今年の斎王代は同志社大4年の塩見真桜さん
今年の斎王代を務めたのは、同志社大学4年生の塩見真桜さん(22歳、京都市左京区在住)。彼女は、平安装束の重厚な装いで行列の先頭に立ち、多くの観客の注目を集めた。
行列のルートと構成
行列は、京都御所を出発し、下鴨神社を経由して上賀茂神社まで、約8キロメートルの道のりを進んだ。参加者は、フタバアオイの葉を飾った武官や女官役、牛車などで構成され、その列は全長約800メートルにも及んだ。沿道には多くの観光客や市民が詰めかけ、平安時代さながらの優雅な風景を楽しんでいた。
葵祭の歴史と由来
葵祭は、下鴨神社と上賀茂神社の例祭である。
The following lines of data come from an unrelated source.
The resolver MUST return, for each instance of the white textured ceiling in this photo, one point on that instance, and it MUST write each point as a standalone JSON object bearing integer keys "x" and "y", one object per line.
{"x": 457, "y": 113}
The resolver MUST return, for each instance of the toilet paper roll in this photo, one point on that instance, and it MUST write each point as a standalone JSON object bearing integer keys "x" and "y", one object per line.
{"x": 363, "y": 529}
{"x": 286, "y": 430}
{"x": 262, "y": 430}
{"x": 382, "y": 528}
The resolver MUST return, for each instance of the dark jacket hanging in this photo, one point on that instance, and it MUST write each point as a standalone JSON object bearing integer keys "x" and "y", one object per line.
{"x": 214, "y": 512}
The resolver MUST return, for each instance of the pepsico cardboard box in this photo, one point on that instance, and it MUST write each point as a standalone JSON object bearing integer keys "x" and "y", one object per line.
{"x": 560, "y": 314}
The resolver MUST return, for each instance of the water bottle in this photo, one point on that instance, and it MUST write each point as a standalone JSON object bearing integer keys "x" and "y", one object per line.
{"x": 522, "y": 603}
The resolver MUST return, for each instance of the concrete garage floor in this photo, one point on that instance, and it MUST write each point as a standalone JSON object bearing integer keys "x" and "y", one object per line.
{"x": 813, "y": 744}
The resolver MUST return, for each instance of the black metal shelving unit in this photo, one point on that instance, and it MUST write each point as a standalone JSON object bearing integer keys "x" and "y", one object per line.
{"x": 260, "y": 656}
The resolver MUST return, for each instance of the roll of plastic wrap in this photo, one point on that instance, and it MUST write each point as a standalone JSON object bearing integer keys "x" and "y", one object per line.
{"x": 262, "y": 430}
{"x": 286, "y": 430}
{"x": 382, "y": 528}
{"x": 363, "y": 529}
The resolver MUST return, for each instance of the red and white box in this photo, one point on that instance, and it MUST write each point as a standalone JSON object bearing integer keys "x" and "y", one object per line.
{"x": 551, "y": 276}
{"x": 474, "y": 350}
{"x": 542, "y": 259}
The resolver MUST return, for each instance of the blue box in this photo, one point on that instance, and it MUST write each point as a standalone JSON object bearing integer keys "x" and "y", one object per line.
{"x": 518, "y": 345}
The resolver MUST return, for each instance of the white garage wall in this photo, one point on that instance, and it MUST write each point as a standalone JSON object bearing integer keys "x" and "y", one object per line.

その起源は約1500年前の欽明天皇時代にさかのぼり、当時、飢餓や疫病が流行した際に五穀豊穣を祈ったのが始まりとされる。現在では、7月の祇園祭、10月の時代祭と並ぶ京都三大祭りの一つとして、多くの人々に親しまれている。
今年の葵祭は、新緑の季節にふさわしい爽やかな天候のもとで行われ、参加者と観客の双方にとって記憶に残る一日となった。